Meta joins Big Tech race to build its own AI chips: Reports
Meta AI chips take shape as the firm readies its in-house Iris silicon for September production, targeting 14GW by 2027 and lower AI costs, per reports.
The next battle in artificial intelligence is shifting from software to silicon. Meta is preparing to manufacture its first production AI chip, code-named Iris, as part of a broader strategy to reduce dependence on third-party chipmakers and strengthen its AI infrastructure.
According to a Reuters-sourced memo, the company plans to begin production in September after completing successful early testing. Here's all that you need to know!
What Meta's Iris chip is designed to do
Iris is part of Meta's MTIA programme, short for Meta Training and Inference Accelerators. These are custom-designed processors built specifically to train and run AI models across Meta's platforms, including Facebook and Instagram.
The company reportedly completed initial testing in around six weeks without major issues, suggesting that development is progressing more smoothly than some of its earlier chip initiatives. By creating hardware tailored to its own AI workloads, Meta hopes to improve performance while gaining greater control over its computing infrastructure.
Why custom AI chips matter?
Developing advanced AI requires enormous computing power, and buying high-end graphics processing units (GPUs) has become increasingly expensive. Custom silicon offers an alternative.
Instead of relying entirely on suppliers such as Nvidia and AMD, Meta can optimise chips for its own applications, improving efficiency while reducing power consumption and long-term costs.
These chips are expected to support both AI training, where models learn from massive datasets, and inference, the stage where trained models generate responses, recommendations and other outputs for users. Meta also plans to accelerate development by releasing a new AI chip approximately every six months through 2027.

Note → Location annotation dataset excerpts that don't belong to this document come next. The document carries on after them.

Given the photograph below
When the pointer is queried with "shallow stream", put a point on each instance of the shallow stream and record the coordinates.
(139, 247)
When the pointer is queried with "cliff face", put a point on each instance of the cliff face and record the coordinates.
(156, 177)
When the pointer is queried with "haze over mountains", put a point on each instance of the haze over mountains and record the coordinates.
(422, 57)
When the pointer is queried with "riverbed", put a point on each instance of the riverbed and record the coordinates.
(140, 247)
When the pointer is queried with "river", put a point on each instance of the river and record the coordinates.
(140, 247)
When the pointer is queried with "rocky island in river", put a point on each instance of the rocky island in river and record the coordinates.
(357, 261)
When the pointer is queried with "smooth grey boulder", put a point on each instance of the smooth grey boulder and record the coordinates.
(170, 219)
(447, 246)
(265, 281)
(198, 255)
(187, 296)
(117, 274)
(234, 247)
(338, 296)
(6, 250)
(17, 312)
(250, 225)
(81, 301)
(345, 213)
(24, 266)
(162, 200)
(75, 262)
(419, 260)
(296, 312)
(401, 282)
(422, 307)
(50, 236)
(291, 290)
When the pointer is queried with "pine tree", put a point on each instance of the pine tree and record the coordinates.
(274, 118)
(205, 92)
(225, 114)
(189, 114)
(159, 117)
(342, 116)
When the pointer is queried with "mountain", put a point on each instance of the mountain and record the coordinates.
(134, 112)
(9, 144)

Building the infrastructure behind AI
The chip programme forms part of Meta's much larger AI investment strategy. The company reportedly plans to build around 7 gigawatts of AI computing capacity during 2026 before doubling that to 14 gigawatts in 2027. It also expects to invest up to $145 billion in AI infrastructure this year.
To support this expansion, Meta has secured long-term agreements with Samsung Electronics for memory, Sandisk for flash storage and Sumitomo Electric for fibre-optic equipment. Broadcom is supporting chip design, while Taiwan Semiconductor Manufacturing Co. will manufacture the processors.

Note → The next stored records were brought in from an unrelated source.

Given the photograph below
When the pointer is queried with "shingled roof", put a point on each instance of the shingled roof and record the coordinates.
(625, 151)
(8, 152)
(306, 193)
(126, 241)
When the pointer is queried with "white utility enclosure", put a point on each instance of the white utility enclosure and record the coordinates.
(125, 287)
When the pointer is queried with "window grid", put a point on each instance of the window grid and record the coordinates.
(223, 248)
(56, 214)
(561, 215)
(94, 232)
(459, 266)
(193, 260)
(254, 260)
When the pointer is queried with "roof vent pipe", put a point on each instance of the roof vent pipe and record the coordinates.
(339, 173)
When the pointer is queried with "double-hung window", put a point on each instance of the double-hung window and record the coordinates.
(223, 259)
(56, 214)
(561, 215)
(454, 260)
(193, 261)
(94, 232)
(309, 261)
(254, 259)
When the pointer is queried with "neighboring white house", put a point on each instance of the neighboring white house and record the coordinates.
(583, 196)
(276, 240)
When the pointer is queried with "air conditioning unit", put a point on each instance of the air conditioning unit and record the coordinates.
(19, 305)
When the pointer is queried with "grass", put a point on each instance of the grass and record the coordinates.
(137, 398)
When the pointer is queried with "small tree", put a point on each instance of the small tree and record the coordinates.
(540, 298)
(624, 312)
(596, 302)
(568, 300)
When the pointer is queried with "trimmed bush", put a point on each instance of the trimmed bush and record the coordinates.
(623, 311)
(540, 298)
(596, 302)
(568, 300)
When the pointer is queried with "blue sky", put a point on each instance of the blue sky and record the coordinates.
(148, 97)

What does it mean for the AI race?
Meta's Iris project hints that major AI companies are increasingly designing their own chips instead of relying solely on external suppliers. If successful, Iris could lower the cost of delivering AI features to billions of users while reducing dependence on third-party hardware.
It would also strengthen Meta's position as both an AI platform developer and a hardware innovator. The key milestones to watch are September's production launch, improvements in data centre efficiency and whether Meta can maintain its ambitious six-month chip development cycle through 2027.